Basics of Web – Minimal Guide

Hosting a web site isn’t substantially different from providing any other network service. A daemon listens for connections on TCP port 80 (the HTTP standard), accepts requests for documents, and transmits them to the requesting user’s browser. Many of these documents are generated on the fly in conjunction with databases and application frameworks, but that’s incidental to the underlying HTTP protocol.

Resource locations on the web

Information on the Internet is organized into an architecture defined by the Internet Society (ISOC). This well-intended (albeit committee-minded) organization helps ensure consistency and interoperability throughout the Internet.
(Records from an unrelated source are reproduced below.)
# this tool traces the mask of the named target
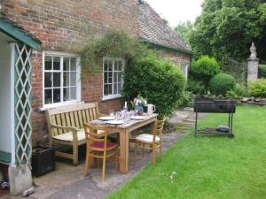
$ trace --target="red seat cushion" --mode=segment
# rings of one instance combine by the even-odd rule
[[[90,147],[98,148],[98,149],[104,149],[104,143],[105,142],[93,142],[92,144],[90,144]],[[116,143],[113,143],[113,142],[106,142],[106,149],[115,146],[115,144]]]

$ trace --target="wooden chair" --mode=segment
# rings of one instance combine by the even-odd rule
[[[162,129],[164,120],[156,121],[156,131],[154,134],[142,134],[136,137],[135,140],[135,157],[137,155],[137,148],[142,145],[142,157],[145,157],[145,149],[153,150],[153,164],[156,164],[156,149],[160,149],[160,155],[161,154],[162,147]]]
[[[94,126],[84,123],[83,126],[87,143],[84,176],[88,174],[90,157],[100,158],[103,160],[102,180],[104,181],[106,158],[114,157],[117,169],[118,143],[107,141],[107,126]]]

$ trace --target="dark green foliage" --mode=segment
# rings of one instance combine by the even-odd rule
[[[236,85],[235,78],[230,74],[219,73],[213,77],[209,83],[211,94],[225,96],[229,90],[233,90]]]
[[[259,78],[266,78],[266,65],[259,65]]]
[[[258,79],[249,83],[250,96],[266,97],[266,79]]]
[[[231,99],[241,99],[246,95],[246,89],[245,86],[241,84],[236,84],[235,88],[232,90],[226,92],[226,97]]]
[[[156,105],[160,117],[171,115],[183,96],[185,80],[182,72],[171,62],[147,57],[127,68],[123,96],[127,101],[137,95]]]
[[[194,104],[195,95],[190,91],[184,91],[180,100],[180,106],[192,107]]]
[[[126,33],[113,31],[90,41],[80,53],[82,70],[98,71],[101,69],[104,57],[123,57],[130,67],[139,57],[153,54],[153,51]]]
[[[202,55],[246,60],[254,42],[266,60],[266,4],[258,0],[204,0],[203,11],[189,34],[195,57]]]
[[[214,57],[202,56],[192,64],[192,75],[200,80],[207,90],[209,80],[221,72],[221,67]]]
[[[186,89],[192,94],[199,96],[202,96],[205,93],[205,87],[203,83],[200,80],[192,79],[192,77],[188,79]]]

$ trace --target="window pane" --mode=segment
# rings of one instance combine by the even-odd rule
[[[64,87],[69,87],[69,73],[65,72],[64,73]]]
[[[76,100],[76,87],[73,87],[70,89],[70,100]]]
[[[108,84],[105,84],[104,87],[104,95],[108,96]]]
[[[113,83],[117,82],[117,74],[118,73],[113,73]]]
[[[51,73],[44,73],[44,88],[51,88]]]
[[[117,86],[118,86],[118,88],[117,88],[117,93],[118,93],[118,94],[121,94],[121,83],[118,83]]]
[[[118,62],[118,71],[121,71],[121,61]]]
[[[71,71],[76,71],[76,58],[71,58],[70,69]]]
[[[45,89],[44,90],[44,103],[49,104],[51,103],[51,89]]]
[[[75,72],[70,73],[70,85],[76,86],[76,73]]]
[[[107,83],[107,79],[108,79],[107,76],[108,76],[108,73],[104,73],[104,76],[105,76],[105,77],[104,77],[105,83]]]
[[[64,57],[64,71],[69,71],[69,58]]]
[[[113,73],[108,73],[108,83],[113,83]]]
[[[70,88],[65,88],[64,90],[64,102],[69,101],[70,100]]]
[[[118,73],[117,82],[121,82],[121,73]]]
[[[112,88],[113,85],[112,84],[108,84],[108,95],[113,95],[113,88]]]
[[[105,64],[104,64],[104,71],[107,71],[108,70],[108,61],[105,60]]]
[[[113,63],[111,61],[108,62],[108,71],[113,71]]]
[[[60,70],[60,57],[53,57],[53,70],[59,71]]]
[[[53,87],[60,87],[60,73],[53,73]]]
[[[117,84],[113,84],[113,95],[117,94]]]
[[[51,70],[51,57],[46,56],[44,59],[44,70]]]
[[[59,103],[61,95],[60,95],[60,88],[54,88],[53,89],[53,103]]]

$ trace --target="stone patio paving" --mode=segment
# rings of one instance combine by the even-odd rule
[[[188,129],[193,126],[194,114],[192,109],[176,111],[168,123],[173,126],[170,133],[163,134],[163,151],[168,149]],[[115,170],[112,162],[107,162],[106,180],[101,181],[101,168],[91,168],[90,174],[83,177],[84,159],[78,166],[65,161],[56,162],[56,171],[42,177],[35,178],[35,192],[28,198],[35,199],[73,199],[105,198],[106,195],[119,188],[127,180],[139,172],[145,165],[151,163],[152,153],[146,150],[145,158],[141,154],[134,158],[134,143],[129,148],[129,173],[121,174]],[[19,198],[6,196],[7,198]]]

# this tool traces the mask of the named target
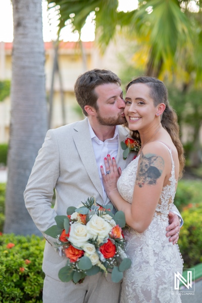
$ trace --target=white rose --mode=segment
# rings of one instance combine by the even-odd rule
[[[99,238],[104,239],[112,230],[112,226],[100,217],[95,214],[86,224],[87,230],[90,237],[95,239],[98,235]]]
[[[95,247],[93,244],[91,243],[86,243],[82,247],[82,249],[87,252],[88,255],[92,255],[95,252]]]
[[[108,214],[106,214],[106,215],[103,215],[102,218],[104,219],[105,220],[108,221],[108,220],[111,220],[112,219],[112,217],[108,215]]]
[[[86,225],[74,223],[71,226],[69,241],[78,247],[82,246],[90,237]]]
[[[90,259],[91,263],[93,265],[95,265],[95,264],[96,264],[99,261],[99,257],[97,254],[96,254],[96,252],[92,254],[92,255],[90,255],[88,257]]]
[[[75,212],[71,215],[71,220],[76,219],[78,218],[78,213]]]

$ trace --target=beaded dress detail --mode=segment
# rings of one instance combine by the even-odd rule
[[[172,294],[174,283],[172,270],[178,269],[182,274],[183,260],[178,245],[173,245],[166,236],[168,215],[176,192],[175,164],[171,150],[163,142],[160,143],[169,151],[172,160],[171,176],[169,184],[163,188],[148,228],[142,233],[129,227],[125,231],[126,252],[132,260],[132,265],[124,276],[121,303],[181,302],[179,295]],[[139,156],[128,165],[118,181],[119,193],[129,203],[132,201],[139,159]]]

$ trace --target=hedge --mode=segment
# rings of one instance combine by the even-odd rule
[[[0,235],[0,302],[42,303],[44,244],[34,235]]]

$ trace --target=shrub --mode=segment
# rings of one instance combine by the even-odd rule
[[[202,202],[201,181],[180,180],[178,182],[174,204],[181,212],[189,204]]]
[[[3,231],[5,217],[6,184],[0,183],[0,231]]]
[[[0,302],[42,303],[44,244],[35,235],[0,236]]]
[[[0,164],[7,163],[8,144],[0,144]]]
[[[181,213],[184,224],[180,229],[178,244],[184,268],[202,262],[202,204],[190,204]]]

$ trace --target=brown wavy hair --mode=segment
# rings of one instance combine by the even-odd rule
[[[132,80],[126,86],[126,91],[132,84],[143,83],[148,86],[150,89],[149,95],[154,100],[155,107],[160,103],[164,103],[166,108],[161,116],[161,124],[164,128],[167,130],[170,135],[174,144],[177,148],[180,164],[179,177],[182,176],[185,164],[184,149],[179,137],[179,126],[177,123],[177,116],[173,109],[169,104],[168,100],[168,90],[164,83],[152,77],[138,77]],[[125,127],[128,127],[125,123]],[[131,136],[139,141],[140,140],[139,132],[137,130],[131,131]]]

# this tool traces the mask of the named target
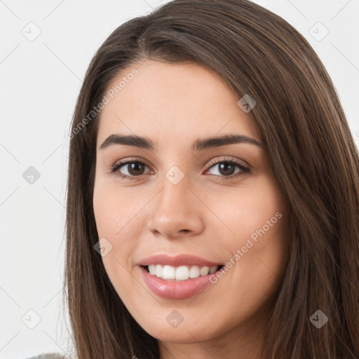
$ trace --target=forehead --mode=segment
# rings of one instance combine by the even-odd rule
[[[116,133],[155,140],[161,134],[172,141],[236,132],[261,140],[250,114],[237,104],[241,97],[218,74],[198,64],[134,64],[112,79],[106,95],[99,142]]]

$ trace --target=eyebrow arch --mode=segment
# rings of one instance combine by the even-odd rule
[[[264,146],[254,138],[248,137],[243,135],[224,135],[217,137],[198,139],[192,145],[192,149],[200,150],[210,147],[219,147],[227,144],[236,143],[247,143],[254,144],[259,148],[264,149]],[[112,144],[124,144],[134,146],[140,149],[152,150],[154,149],[154,142],[147,137],[135,136],[133,135],[111,135],[100,147],[100,149],[109,147]]]

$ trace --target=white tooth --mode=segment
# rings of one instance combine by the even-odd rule
[[[199,270],[199,273],[201,275],[201,276],[207,276],[207,274],[208,274],[208,271],[210,271],[210,267],[209,266],[203,266],[200,270]]]
[[[163,272],[163,266],[162,264],[156,264],[156,276],[158,278],[162,278],[162,273]]]
[[[213,272],[215,272],[217,271],[217,266],[211,266],[210,268],[210,273],[213,273]]]
[[[154,276],[156,274],[156,266],[154,264],[149,264],[149,271],[150,274]]]
[[[192,266],[189,269],[189,278],[199,277],[199,266]]]
[[[176,280],[184,280],[189,278],[189,270],[187,266],[181,266],[176,269]]]
[[[162,278],[163,279],[175,279],[176,276],[176,269],[174,266],[165,265],[163,266]]]

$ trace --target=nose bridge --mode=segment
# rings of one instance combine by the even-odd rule
[[[183,173],[183,172],[182,172]],[[166,237],[191,234],[203,227],[201,208],[196,205],[189,178],[178,169],[170,169],[163,177],[161,190],[154,201],[149,229]]]

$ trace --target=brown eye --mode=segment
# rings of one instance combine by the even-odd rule
[[[138,161],[127,161],[114,165],[111,170],[111,173],[116,172],[117,175],[123,178],[131,178],[139,177],[145,173],[146,165],[143,162]]]
[[[210,174],[217,177],[236,177],[236,175],[243,175],[249,172],[248,168],[233,160],[217,161],[215,165],[210,168],[208,172],[210,172],[211,169],[216,168],[218,169],[217,173]],[[236,168],[238,168],[238,170],[236,170]],[[235,175],[233,175],[234,174]]]

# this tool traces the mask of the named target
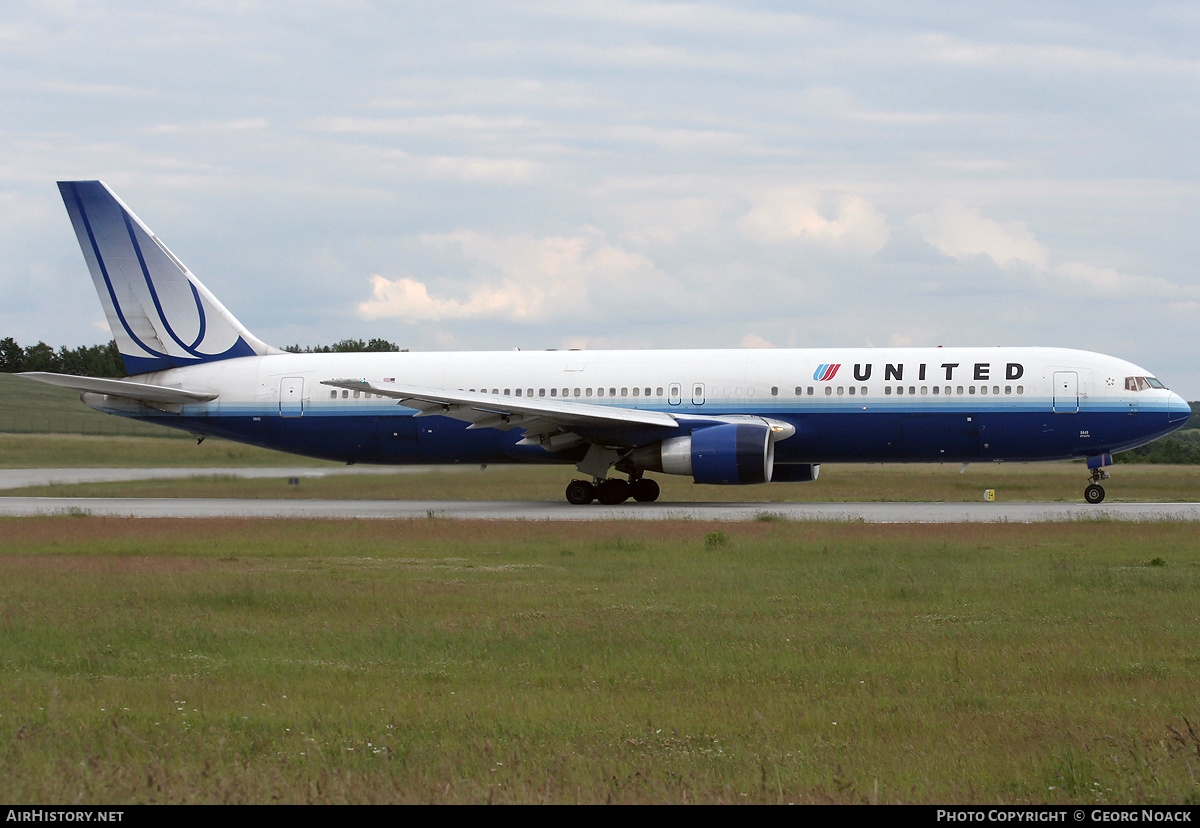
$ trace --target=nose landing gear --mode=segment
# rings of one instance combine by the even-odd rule
[[[1104,500],[1104,486],[1100,485],[1100,481],[1108,480],[1109,478],[1109,473],[1104,469],[1092,469],[1090,475],[1092,482],[1084,490],[1084,499],[1088,503],[1102,503]]]

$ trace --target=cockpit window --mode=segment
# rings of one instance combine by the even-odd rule
[[[1126,377],[1126,391],[1146,391],[1152,388],[1166,386],[1153,377]]]

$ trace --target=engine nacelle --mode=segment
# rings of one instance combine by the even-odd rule
[[[731,422],[642,446],[630,460],[638,469],[690,475],[700,484],[770,482],[775,444],[764,422]]]

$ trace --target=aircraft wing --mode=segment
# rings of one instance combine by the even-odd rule
[[[366,379],[324,379],[322,385],[391,397],[408,408],[415,408],[416,416],[449,416],[469,422],[468,428],[498,428],[500,431],[520,428],[526,433],[524,439],[521,440],[522,444],[544,445],[552,451],[590,439],[580,437],[577,431],[611,433],[613,430],[632,428],[644,434],[647,428],[674,430],[679,427],[676,418],[664,412],[596,406],[562,398],[539,397],[534,400],[503,394],[450,391]],[[630,444],[642,440],[634,440]]]
[[[136,400],[137,402],[186,406],[217,398],[217,395],[211,391],[188,391],[181,388],[134,383],[128,379],[76,377],[68,373],[49,373],[46,371],[25,371],[17,376],[35,379],[47,385],[58,385],[59,388],[70,388],[76,391],[90,394],[107,394],[110,397],[124,397],[126,400]]]

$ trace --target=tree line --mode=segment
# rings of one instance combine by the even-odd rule
[[[364,352],[401,350],[394,342],[386,340],[342,340],[331,346],[288,346],[284,350],[293,354],[335,354]],[[0,340],[0,373],[19,373],[22,371],[48,371],[50,373],[70,373],[79,377],[124,377],[125,364],[116,342],[109,340],[102,346],[80,346],[78,348],[60,347],[58,350],[38,342],[22,347],[11,336]]]

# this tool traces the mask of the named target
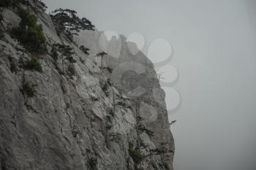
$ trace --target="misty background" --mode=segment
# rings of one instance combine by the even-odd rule
[[[48,11],[75,9],[100,31],[173,45],[182,100],[170,114],[178,120],[176,170],[255,169],[256,1],[43,1]]]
ISOC defines three primary ways to identify a resource: Uniform Resource Identifiers (URIs), Uniform Resource Locators (URLs), and Uniform Resource Names (URNs).

So what’s the difference?

URLs tell you how to locate a resource by describing its primary access mechanism (e.g., http://example.com).
URNs identify (“name“) a resource without implying its location or telling you how to access it (e.g., urn:isbn:0-13-020601-6).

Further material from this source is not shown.